その時、俺の隣の部屋でとてつもなく大きな怒鳴り声がした。
「くっそマジムカツク!!!テメェここで晒し首にすっぞ!!というかマジで死ね!!無理だったら俺が手伝う!!」
随分荒っぽい声の主は、若い男のようだ。にしてもかなり怒ってる…。
「黙れ備蓄倉庫の単細胞。お前が先に死ね。そして僕は後からゆっくり生きる。」
こっちの男は割と落ち着いた喋り方だ。口はさっきの男同様悪いけど。
「カァァ!!!マジウゼェ!!今日という今日は許さねぇぞ!!おい蒼馬、表でやがれっ!!決着つけるぞっ!!」
「まったくこれだから馬鹿って嫌いなんだよね。勝負は見えてるのにわざわざ挑んでそして、惨敗。いいかげんウザイんだけど、ねぇ紅平君。聞いてる?君のことだよ、小学校までお漏らししていた紅平くー…
「それは言うなぁぁぁぁぁ!!!!」
ドスッンッッッ!!!!!
これはヤバイんじゃないのか?〔火事と喧嘩は江戸の花〕とはあるが、実際おこっているものをほったらかしにするのは危険だろう。
常識がある人間としては、止めに行かなければならない。野次馬根性がないこともないが。
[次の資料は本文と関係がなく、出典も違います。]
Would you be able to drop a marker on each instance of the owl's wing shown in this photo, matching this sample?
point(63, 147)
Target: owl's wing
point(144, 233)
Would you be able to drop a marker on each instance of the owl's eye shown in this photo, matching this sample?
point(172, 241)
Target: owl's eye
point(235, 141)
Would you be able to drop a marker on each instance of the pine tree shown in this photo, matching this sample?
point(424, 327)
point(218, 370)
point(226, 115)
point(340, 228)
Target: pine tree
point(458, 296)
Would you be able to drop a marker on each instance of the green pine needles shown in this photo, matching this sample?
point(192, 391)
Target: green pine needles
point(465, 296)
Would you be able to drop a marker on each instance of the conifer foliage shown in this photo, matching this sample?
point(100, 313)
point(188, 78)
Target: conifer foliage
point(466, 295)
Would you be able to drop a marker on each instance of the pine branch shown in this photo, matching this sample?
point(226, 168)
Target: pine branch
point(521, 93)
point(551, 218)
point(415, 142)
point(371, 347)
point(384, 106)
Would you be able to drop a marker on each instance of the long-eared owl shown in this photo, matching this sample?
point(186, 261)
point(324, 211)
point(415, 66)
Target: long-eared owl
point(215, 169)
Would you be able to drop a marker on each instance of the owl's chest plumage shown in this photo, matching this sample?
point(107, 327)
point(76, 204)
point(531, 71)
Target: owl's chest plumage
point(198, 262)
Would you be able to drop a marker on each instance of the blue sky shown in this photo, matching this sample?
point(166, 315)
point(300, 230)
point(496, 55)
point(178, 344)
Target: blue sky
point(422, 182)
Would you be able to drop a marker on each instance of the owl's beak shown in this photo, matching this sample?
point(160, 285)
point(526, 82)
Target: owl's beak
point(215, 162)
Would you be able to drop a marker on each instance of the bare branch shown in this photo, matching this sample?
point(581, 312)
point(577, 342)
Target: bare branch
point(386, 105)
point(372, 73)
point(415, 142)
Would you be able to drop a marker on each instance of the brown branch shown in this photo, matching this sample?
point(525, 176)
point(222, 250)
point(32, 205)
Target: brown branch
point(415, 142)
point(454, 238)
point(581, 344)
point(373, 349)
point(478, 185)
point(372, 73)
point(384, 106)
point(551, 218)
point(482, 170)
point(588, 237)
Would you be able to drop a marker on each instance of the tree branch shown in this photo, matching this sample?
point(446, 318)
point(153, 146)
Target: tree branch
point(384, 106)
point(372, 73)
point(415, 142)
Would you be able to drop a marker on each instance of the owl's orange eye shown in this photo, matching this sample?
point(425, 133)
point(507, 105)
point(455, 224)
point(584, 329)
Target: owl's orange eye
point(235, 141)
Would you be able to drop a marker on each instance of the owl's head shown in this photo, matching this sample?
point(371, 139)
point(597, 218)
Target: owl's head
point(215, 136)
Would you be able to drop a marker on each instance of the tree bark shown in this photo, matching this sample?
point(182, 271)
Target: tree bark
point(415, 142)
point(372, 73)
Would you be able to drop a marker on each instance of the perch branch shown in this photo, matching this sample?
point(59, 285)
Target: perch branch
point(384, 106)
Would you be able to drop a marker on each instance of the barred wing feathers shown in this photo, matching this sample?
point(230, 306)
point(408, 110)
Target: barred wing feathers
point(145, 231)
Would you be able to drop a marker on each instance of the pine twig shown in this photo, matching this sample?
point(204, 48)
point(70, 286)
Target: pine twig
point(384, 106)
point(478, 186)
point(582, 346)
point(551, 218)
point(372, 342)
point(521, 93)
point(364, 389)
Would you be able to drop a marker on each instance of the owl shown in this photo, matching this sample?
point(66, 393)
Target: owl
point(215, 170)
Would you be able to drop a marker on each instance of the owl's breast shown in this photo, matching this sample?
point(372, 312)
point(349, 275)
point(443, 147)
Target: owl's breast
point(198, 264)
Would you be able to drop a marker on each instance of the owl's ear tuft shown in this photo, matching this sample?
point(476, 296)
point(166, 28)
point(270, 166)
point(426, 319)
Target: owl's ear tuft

俺は、どうやら外の空き地でおこっている喧嘩を止めに行くことにした。
「テッメェのその腐れ根性今日こそ俺が叩き潰してやるわぁ!!」
「うーわ、いい迷惑。」
その喧嘩はすさまじかった。喧嘩というよりも、死闘といった方が正しい。
片方の、怒鳴りちらしてる金髪の男。
右耳にピアスを空け、みた感じヤンキーといった感じだ。恐らくこいつが《紅平》だろう。
片やもう一方の男。
こいつは紅平とは違い、綺麗な黒髪。
学ランを着ているところを見ると、学生のようだ。
しかしこいつも、左耳にピアスをしている。
落ち着いた毒舌口調をしてるので、こいつが《蒼馬》らしい。
そしてこの二人が、お互いが互いにバットを持ち、本気で相手に殴りかかっている。
それ、鉄バットですよ、お二人さん…。
あまりの恐ろしさに、俺は止める気が一気に崩れ、そこで只々ことの成り行きをみていた。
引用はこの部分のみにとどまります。